From the Comments: Manufacturing Jobs and American De-Industrialization

I hate to admit it, but Dr. Delacroix has been on fire lately (with the exception of his foreign policy quackery, of course). I pulled this reply out of the ‘comments’ section of his post on the de-industrialization of the United States. You can find the condescending comment to Dr. Delacroix’s post here, but I’m going to reproduce Dr. Delacroix’s whole reply beneath the fold:

John is the kind of guy who brings out the worst in me: He makes me pedantic, cutting, uncharacteristically ungracious, even nasty.

His reply starts with a big mistake that makes any dialogue difficult for me. What he describes in his first paragraph as “comparative advantage” simply is not.
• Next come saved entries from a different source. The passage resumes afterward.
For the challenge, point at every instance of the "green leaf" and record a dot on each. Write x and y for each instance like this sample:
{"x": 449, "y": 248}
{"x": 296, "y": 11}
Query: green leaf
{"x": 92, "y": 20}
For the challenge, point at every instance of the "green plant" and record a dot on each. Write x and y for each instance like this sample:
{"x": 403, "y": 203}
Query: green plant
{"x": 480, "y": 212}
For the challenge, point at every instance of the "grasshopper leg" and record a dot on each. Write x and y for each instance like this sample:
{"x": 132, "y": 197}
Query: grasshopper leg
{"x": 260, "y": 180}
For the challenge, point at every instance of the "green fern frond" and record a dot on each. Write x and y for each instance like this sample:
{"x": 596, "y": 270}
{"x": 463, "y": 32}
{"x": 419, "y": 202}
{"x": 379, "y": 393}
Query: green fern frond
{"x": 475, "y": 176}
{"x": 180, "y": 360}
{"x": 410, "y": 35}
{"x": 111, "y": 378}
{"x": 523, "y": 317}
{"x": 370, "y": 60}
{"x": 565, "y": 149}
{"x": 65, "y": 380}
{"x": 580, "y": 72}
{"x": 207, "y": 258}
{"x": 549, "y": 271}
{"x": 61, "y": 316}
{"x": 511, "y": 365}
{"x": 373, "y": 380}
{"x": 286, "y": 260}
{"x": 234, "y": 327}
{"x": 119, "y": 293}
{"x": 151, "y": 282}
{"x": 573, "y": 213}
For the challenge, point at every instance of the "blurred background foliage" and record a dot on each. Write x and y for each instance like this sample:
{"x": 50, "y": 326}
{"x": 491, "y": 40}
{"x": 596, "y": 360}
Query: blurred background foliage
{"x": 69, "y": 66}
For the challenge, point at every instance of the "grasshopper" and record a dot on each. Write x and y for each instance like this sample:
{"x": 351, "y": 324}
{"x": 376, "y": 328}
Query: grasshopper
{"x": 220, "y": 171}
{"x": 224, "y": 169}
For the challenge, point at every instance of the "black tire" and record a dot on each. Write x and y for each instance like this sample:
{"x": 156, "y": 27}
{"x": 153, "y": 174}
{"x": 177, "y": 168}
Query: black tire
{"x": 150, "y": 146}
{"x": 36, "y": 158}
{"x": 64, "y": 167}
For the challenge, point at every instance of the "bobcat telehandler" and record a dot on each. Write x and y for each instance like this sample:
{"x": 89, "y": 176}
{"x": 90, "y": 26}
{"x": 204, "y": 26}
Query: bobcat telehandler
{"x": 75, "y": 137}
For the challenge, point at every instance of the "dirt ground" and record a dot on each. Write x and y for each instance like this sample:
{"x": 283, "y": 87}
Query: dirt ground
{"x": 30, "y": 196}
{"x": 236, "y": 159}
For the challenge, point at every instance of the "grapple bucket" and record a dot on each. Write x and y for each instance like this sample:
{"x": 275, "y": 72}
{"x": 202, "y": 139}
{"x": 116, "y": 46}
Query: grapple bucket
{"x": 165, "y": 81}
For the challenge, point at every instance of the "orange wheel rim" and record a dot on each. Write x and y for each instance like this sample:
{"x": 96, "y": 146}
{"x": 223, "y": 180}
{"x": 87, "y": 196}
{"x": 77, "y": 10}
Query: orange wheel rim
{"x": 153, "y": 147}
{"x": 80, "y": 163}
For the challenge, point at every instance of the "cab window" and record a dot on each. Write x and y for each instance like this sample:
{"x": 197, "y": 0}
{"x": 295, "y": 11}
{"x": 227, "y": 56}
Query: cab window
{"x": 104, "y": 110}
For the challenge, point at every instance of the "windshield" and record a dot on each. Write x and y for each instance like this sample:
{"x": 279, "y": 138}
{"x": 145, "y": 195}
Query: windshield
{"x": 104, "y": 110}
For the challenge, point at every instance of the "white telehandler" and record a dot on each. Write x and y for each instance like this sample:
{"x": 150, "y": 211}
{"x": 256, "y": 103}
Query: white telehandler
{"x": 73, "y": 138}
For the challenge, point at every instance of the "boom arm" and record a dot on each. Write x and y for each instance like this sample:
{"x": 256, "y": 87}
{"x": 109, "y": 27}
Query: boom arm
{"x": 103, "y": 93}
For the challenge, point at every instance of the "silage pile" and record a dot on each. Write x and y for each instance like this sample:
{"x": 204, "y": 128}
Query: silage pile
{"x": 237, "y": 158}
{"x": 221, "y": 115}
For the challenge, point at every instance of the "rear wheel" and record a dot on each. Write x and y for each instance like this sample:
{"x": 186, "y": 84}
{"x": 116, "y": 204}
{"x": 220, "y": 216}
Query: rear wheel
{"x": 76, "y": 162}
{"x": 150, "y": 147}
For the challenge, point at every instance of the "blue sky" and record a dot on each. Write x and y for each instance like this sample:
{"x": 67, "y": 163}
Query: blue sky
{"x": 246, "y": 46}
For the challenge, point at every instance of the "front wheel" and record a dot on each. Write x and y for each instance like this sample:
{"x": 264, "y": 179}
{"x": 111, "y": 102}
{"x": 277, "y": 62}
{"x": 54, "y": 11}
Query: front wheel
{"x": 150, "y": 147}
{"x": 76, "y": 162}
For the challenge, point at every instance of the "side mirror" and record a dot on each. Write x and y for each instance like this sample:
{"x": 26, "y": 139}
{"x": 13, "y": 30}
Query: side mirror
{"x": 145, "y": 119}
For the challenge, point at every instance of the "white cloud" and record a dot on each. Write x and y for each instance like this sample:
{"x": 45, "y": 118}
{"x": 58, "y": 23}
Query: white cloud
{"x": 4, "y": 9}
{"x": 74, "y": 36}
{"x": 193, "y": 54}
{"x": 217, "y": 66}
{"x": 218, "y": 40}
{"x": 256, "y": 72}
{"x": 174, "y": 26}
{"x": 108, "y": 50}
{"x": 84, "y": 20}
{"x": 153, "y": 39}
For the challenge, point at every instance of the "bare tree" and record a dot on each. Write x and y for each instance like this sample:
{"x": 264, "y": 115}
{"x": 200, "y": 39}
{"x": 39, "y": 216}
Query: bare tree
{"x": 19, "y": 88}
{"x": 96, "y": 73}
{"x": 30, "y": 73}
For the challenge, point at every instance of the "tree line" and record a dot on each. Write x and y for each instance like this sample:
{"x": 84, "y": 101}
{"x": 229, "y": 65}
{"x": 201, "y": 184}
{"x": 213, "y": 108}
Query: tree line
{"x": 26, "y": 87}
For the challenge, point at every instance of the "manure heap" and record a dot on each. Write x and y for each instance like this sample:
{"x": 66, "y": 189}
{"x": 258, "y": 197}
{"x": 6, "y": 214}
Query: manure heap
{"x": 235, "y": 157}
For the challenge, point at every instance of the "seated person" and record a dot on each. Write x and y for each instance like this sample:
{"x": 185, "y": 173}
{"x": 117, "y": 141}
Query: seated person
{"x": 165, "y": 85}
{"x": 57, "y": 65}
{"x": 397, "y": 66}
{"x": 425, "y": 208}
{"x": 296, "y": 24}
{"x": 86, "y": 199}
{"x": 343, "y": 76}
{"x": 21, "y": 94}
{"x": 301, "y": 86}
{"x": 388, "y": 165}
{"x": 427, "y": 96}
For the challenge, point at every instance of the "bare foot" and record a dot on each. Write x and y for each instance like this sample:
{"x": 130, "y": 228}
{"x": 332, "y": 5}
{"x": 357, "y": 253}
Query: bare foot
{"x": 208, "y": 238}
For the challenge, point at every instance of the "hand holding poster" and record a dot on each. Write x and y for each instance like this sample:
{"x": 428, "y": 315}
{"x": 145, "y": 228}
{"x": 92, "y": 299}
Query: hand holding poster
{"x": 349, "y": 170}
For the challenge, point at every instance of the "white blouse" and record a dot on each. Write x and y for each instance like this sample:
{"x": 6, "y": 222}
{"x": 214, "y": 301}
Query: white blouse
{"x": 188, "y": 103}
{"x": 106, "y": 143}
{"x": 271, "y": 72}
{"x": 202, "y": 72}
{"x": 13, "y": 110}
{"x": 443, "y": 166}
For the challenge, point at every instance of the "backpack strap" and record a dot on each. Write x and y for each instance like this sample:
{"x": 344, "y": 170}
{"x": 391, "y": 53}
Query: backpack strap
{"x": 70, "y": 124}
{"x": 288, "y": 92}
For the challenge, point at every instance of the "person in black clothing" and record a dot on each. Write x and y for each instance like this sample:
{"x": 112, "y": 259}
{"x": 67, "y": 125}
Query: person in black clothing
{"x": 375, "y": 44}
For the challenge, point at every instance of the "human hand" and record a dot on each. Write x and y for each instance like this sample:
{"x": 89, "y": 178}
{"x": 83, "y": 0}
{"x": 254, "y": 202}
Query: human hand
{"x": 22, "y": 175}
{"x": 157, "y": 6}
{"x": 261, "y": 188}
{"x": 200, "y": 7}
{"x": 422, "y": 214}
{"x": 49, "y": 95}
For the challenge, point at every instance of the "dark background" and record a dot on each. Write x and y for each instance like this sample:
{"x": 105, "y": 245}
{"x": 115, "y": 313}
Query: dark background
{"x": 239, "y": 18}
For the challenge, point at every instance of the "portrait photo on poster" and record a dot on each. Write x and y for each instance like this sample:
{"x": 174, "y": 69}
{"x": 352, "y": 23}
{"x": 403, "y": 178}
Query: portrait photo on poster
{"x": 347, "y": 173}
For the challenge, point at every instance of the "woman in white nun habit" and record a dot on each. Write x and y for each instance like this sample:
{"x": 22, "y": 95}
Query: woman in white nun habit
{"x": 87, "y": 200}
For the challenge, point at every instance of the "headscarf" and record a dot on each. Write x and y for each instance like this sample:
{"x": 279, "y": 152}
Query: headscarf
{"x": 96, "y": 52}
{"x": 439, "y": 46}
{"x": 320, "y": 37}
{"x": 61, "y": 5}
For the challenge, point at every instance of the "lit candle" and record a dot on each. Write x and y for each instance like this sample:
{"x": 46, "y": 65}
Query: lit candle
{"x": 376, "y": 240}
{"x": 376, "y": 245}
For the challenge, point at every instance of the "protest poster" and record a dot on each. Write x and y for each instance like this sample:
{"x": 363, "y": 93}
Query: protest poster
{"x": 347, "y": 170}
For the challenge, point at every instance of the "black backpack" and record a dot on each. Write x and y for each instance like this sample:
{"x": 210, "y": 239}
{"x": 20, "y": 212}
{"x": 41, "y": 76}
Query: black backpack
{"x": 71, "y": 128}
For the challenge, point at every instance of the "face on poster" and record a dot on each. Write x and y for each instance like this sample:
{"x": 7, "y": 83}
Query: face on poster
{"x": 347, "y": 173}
Since I have spent a lot of energy explaining this central idea on this blog. I don’t want to do it again. Perhaps, the Editor of Notes…, who knows my archives better than I do, will kindly give directions.

[but of course: see France Does Not Export Wines…, Shipping Jobs Overseas…, and Free Trade/Protectionism… for more details – bc]

John’s last paragraph is a statement of untruths: With world trade in general, with China in a sturdy second place (SECOND) as a trading country, it’s not a “handful of people” who have become richer, it’s nearly everyone or actually everyone. If John is young, he should begin reading about the recent past of general human welfare. If John is an old geezer like me, or getting there, he should shake his head smartly and try to collect together his own memories about the bad old days.

In general, John’s comment impels me soon to write an essay about what the word “theory” means:

“I fell from that wall and broke my back because I thought gravity theory only worked in theory, not in practice.”

Not too shabby, Dr. J. Too bad he’s wrong about so many other things!